China's small and medium-size enterprises (SMEs), forming the bulk of the country's private investors, play an important role in employment and economic development.
China's registered small and medium-size enterprises (SMEs) exceeded 4.3 million in number and contributed to 58.5 percent of GDP, 50 percent of tax revenues, 68 percent of exports and 75 percent of new jobs every year, according to the China Association of Small and Medium Enterprises.
SMEs accounted for 99 percent of China's registered enterprises and their output during the January-September period this year equaled to about 60 percent of the country's gross domestic product (GDP), said Minister of Industry and Information Technology Li Yizhong last Thursday.
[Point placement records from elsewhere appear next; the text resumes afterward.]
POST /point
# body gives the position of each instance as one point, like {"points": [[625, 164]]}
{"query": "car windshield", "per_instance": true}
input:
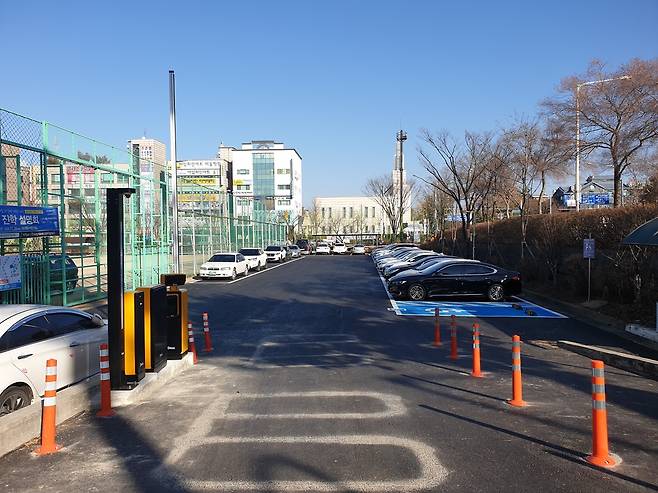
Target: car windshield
{"points": [[433, 267], [223, 257]]}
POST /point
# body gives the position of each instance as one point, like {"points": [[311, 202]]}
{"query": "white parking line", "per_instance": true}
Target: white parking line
{"points": [[392, 403], [432, 472]]}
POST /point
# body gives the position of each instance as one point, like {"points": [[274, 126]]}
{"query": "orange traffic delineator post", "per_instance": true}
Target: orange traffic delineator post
{"points": [[106, 400], [476, 351], [437, 328], [453, 337], [190, 338], [517, 386], [206, 333], [600, 454], [49, 413]]}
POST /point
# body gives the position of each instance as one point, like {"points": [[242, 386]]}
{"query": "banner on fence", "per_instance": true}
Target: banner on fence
{"points": [[27, 221]]}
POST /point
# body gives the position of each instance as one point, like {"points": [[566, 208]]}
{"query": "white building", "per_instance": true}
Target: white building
{"points": [[265, 175], [202, 184]]}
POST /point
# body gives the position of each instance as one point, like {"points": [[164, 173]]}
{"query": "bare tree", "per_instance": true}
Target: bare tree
{"points": [[464, 172], [386, 193], [618, 117]]}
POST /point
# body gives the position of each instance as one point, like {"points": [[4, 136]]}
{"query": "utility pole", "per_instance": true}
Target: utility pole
{"points": [[401, 136], [174, 171]]}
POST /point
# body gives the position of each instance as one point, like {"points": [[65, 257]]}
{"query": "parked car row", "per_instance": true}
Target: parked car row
{"points": [[230, 265], [416, 274]]}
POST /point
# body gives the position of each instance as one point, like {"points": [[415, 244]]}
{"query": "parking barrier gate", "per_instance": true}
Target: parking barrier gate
{"points": [[476, 351], [190, 335], [106, 391], [49, 413], [600, 454], [437, 328], [517, 386]]}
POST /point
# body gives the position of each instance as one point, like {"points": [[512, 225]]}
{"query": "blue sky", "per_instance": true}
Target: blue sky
{"points": [[333, 79]]}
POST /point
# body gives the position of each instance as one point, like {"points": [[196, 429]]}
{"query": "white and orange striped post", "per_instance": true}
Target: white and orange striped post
{"points": [[517, 386], [49, 413], [106, 391], [600, 454], [453, 338], [437, 328], [206, 333], [190, 335], [476, 372]]}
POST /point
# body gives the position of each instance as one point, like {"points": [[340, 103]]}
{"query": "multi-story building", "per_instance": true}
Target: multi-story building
{"points": [[265, 176], [202, 184]]}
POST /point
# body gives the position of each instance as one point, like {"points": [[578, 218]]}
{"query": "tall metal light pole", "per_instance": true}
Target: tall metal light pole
{"points": [[174, 171], [578, 86], [401, 136]]}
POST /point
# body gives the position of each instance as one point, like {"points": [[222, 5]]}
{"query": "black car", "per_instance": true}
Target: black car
{"points": [[456, 277]]}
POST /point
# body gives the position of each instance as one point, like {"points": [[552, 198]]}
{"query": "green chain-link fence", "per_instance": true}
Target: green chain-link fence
{"points": [[43, 164]]}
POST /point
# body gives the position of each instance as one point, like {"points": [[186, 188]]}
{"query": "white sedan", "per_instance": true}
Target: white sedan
{"points": [[256, 258], [339, 249], [32, 334], [224, 265], [322, 249]]}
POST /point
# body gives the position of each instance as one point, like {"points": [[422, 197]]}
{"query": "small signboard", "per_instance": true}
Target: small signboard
{"points": [[27, 221], [589, 248], [10, 272]]}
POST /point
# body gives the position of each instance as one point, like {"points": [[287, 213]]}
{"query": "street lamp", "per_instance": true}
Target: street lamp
{"points": [[578, 86]]}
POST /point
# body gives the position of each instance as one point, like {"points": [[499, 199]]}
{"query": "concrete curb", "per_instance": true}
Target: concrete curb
{"points": [[19, 427], [584, 315], [24, 425], [644, 367], [151, 382]]}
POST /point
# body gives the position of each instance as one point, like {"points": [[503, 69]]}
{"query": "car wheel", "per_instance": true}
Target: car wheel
{"points": [[417, 292], [13, 399], [496, 293]]}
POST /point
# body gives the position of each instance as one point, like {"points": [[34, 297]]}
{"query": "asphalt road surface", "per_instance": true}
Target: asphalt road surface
{"points": [[317, 385]]}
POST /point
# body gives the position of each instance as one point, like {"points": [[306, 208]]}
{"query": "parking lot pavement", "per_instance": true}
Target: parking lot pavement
{"points": [[316, 386]]}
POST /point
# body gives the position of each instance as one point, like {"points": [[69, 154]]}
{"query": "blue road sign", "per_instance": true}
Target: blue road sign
{"points": [[26, 221], [589, 248]]}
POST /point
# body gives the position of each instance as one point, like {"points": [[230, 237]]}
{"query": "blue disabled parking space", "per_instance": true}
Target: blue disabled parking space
{"points": [[517, 308]]}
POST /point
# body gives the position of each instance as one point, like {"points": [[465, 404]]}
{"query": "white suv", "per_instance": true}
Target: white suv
{"points": [[275, 253], [256, 258]]}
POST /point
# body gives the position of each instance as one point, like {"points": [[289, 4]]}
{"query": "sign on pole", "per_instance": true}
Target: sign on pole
{"points": [[589, 248]]}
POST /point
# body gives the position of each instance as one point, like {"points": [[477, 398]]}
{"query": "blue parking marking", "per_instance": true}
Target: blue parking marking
{"points": [[518, 308]]}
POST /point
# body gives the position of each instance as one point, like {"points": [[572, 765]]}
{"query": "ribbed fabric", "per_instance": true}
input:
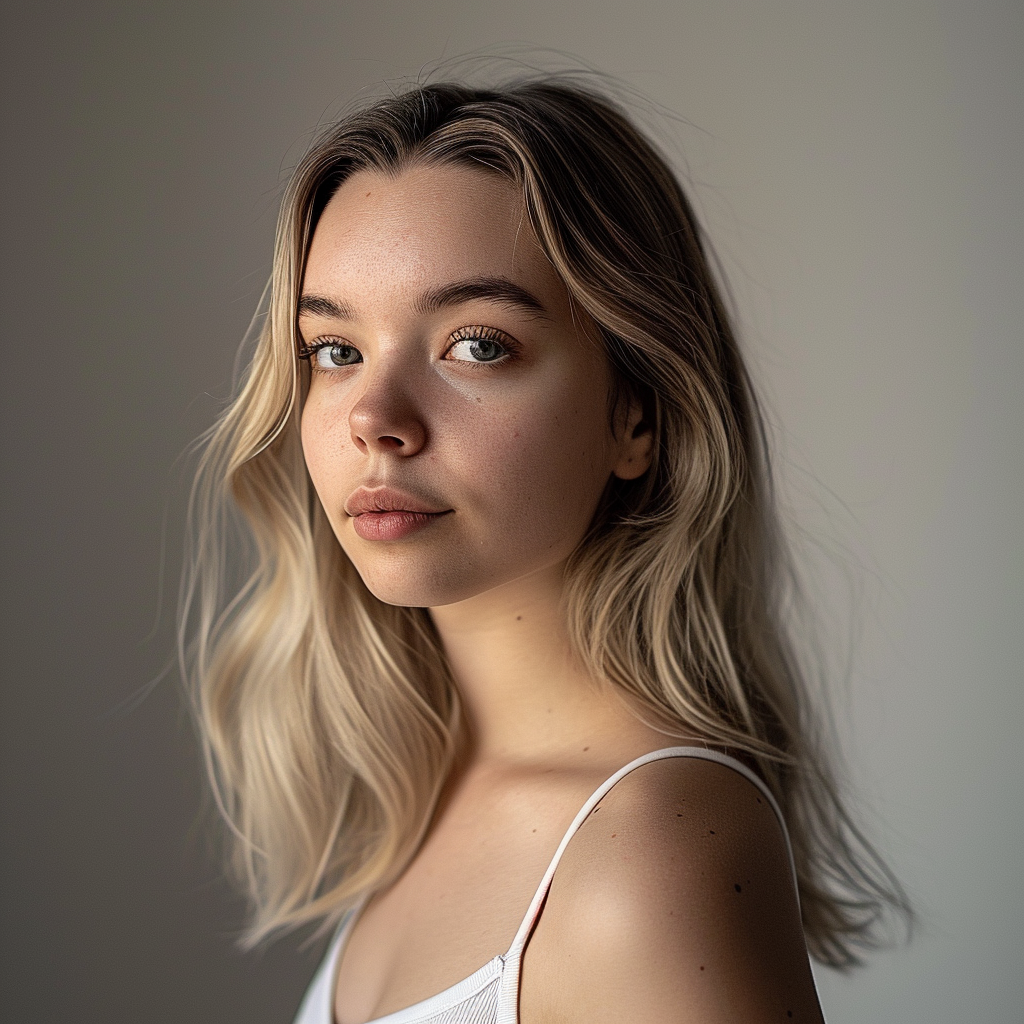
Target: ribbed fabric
{"points": [[491, 995]]}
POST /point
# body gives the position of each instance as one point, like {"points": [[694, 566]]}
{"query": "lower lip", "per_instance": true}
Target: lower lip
{"points": [[391, 525]]}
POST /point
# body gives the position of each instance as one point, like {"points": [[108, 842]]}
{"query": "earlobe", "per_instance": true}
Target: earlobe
{"points": [[637, 446]]}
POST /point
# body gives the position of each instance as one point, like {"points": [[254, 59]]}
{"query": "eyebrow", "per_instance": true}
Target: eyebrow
{"points": [[499, 290]]}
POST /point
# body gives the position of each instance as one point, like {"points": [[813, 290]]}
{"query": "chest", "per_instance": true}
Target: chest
{"points": [[458, 904]]}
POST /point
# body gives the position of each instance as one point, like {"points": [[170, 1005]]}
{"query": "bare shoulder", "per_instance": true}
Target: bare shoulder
{"points": [[675, 903]]}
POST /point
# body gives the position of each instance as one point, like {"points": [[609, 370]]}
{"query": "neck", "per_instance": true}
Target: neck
{"points": [[525, 697]]}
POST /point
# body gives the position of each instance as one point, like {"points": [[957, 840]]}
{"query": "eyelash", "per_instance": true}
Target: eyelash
{"points": [[308, 351]]}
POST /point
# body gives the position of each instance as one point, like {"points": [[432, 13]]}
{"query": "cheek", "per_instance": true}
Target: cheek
{"points": [[326, 438], [540, 470]]}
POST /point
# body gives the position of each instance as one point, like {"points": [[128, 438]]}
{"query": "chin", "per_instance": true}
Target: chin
{"points": [[421, 587]]}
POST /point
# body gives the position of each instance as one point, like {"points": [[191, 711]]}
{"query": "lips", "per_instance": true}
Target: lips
{"points": [[388, 514]]}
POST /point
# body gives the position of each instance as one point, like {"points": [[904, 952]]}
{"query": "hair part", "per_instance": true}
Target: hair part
{"points": [[330, 719]]}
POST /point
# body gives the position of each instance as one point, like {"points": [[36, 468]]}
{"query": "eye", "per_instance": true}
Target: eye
{"points": [[331, 354], [480, 344]]}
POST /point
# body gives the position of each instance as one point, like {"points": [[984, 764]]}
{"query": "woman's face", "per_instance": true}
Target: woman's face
{"points": [[457, 426]]}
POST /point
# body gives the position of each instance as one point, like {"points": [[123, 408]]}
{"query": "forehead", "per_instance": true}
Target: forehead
{"points": [[424, 225]]}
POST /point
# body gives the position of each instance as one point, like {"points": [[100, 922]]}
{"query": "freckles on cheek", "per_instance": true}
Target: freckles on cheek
{"points": [[324, 434]]}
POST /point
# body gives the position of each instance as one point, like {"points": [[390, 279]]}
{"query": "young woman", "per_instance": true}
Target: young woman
{"points": [[516, 595]]}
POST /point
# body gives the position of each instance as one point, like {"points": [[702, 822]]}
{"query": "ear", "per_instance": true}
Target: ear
{"points": [[636, 445]]}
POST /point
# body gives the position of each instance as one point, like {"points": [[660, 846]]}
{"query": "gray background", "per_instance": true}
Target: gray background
{"points": [[859, 166]]}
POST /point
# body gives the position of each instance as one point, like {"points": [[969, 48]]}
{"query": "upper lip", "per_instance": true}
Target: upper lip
{"points": [[387, 500]]}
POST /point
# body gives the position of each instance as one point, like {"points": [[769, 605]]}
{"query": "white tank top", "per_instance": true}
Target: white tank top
{"points": [[491, 995]]}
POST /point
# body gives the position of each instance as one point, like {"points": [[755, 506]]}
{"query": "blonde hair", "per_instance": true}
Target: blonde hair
{"points": [[330, 719]]}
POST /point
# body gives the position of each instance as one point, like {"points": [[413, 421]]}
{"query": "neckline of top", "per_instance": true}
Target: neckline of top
{"points": [[484, 975]]}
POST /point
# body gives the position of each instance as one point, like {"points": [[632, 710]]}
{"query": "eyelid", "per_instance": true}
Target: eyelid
{"points": [[479, 332], [307, 349]]}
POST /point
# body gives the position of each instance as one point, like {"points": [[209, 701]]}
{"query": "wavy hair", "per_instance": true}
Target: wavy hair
{"points": [[329, 719]]}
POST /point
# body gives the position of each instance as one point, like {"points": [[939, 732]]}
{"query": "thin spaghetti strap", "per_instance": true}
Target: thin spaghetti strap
{"points": [[519, 942]]}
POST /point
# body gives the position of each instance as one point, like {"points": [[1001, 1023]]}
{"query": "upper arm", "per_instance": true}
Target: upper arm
{"points": [[673, 903]]}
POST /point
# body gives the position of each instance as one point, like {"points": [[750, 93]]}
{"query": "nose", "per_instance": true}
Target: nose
{"points": [[385, 418]]}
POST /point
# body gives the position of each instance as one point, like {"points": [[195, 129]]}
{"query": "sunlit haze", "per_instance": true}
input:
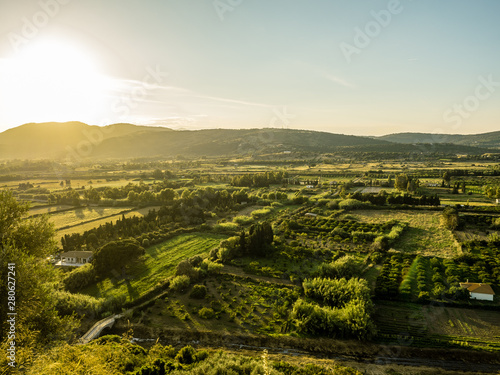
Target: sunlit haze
{"points": [[351, 67]]}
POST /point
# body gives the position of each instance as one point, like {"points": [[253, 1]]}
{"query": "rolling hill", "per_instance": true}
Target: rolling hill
{"points": [[487, 140], [76, 140]]}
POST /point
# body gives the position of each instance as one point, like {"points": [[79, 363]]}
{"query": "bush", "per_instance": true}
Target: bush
{"points": [[180, 283], [206, 313], [352, 204], [186, 268], [186, 355], [198, 292], [210, 267], [243, 220], [115, 255], [79, 278]]}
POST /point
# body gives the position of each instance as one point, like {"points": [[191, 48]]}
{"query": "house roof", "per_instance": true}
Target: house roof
{"points": [[77, 254], [478, 288]]}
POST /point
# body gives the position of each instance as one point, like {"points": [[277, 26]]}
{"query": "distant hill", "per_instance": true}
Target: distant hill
{"points": [[485, 140], [72, 140], [59, 140]]}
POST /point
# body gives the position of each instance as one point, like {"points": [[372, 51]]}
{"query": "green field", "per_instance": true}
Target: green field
{"points": [[84, 214], [158, 263], [424, 235], [437, 326], [239, 304], [87, 224]]}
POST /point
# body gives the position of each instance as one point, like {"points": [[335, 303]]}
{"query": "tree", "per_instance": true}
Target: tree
{"points": [[447, 178], [24, 245], [260, 238], [116, 254], [450, 218]]}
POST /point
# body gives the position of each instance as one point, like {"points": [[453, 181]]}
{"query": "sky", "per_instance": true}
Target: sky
{"points": [[353, 67]]}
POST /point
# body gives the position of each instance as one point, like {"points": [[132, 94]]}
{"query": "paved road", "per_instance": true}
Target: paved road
{"points": [[97, 328]]}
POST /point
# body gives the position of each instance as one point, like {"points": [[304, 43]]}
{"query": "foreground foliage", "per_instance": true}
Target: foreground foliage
{"points": [[114, 355]]}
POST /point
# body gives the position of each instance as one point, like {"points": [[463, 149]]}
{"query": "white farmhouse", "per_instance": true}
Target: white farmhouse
{"points": [[479, 291]]}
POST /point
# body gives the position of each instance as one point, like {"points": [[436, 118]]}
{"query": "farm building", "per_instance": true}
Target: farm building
{"points": [[479, 291], [75, 258]]}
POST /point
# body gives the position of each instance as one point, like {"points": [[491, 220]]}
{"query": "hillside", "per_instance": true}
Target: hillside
{"points": [[488, 140], [76, 140], [62, 140]]}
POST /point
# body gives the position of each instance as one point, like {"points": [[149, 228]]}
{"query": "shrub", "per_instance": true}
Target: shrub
{"points": [[180, 283], [210, 267], [79, 278], [115, 255], [262, 212], [206, 313], [243, 220], [186, 355], [225, 227], [352, 204], [198, 292], [186, 268]]}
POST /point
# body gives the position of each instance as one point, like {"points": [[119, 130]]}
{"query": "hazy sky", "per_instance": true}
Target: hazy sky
{"points": [[353, 67]]}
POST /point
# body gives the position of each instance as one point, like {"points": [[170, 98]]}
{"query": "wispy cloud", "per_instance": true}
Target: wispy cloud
{"points": [[340, 81], [235, 101]]}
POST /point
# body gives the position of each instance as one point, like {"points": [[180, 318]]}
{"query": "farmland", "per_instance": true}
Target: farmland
{"points": [[158, 264], [232, 249]]}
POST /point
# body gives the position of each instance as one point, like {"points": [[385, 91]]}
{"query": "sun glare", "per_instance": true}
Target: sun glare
{"points": [[52, 81]]}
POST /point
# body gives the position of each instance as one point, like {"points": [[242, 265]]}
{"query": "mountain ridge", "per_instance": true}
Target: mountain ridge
{"points": [[59, 140]]}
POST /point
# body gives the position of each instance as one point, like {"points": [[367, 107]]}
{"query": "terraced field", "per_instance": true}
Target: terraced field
{"points": [[424, 235], [158, 263], [437, 326], [88, 224], [82, 215]]}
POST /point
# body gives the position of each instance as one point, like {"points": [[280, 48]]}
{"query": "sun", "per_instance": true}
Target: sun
{"points": [[51, 80]]}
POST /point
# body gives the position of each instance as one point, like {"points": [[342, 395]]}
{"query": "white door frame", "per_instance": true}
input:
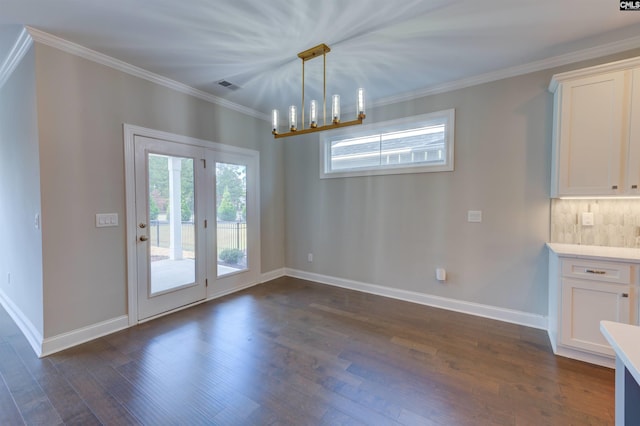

However, SMEs were often deterred from investment due to financing difficulties as banks were often reluctant to lend to them out of risk concerns, said Chen Yongjie, a senior researcher with All-China Federation of Industry and Commerce.
Chen said loans to SMEs from the start of the global downturn accounted for merely 50 percent of the total lending, although SMEs were the most vulnerable ones in the financial crisis.
In the first nine months, investment by private firms was up 27.7 percent, compared with a 48 percent rise for state-owned enterprises, according to the National Bureau of Statistics.
China would enhance support to SMEs next year with preferential tax policy and easier channels to raise fund, said Li Yizhong.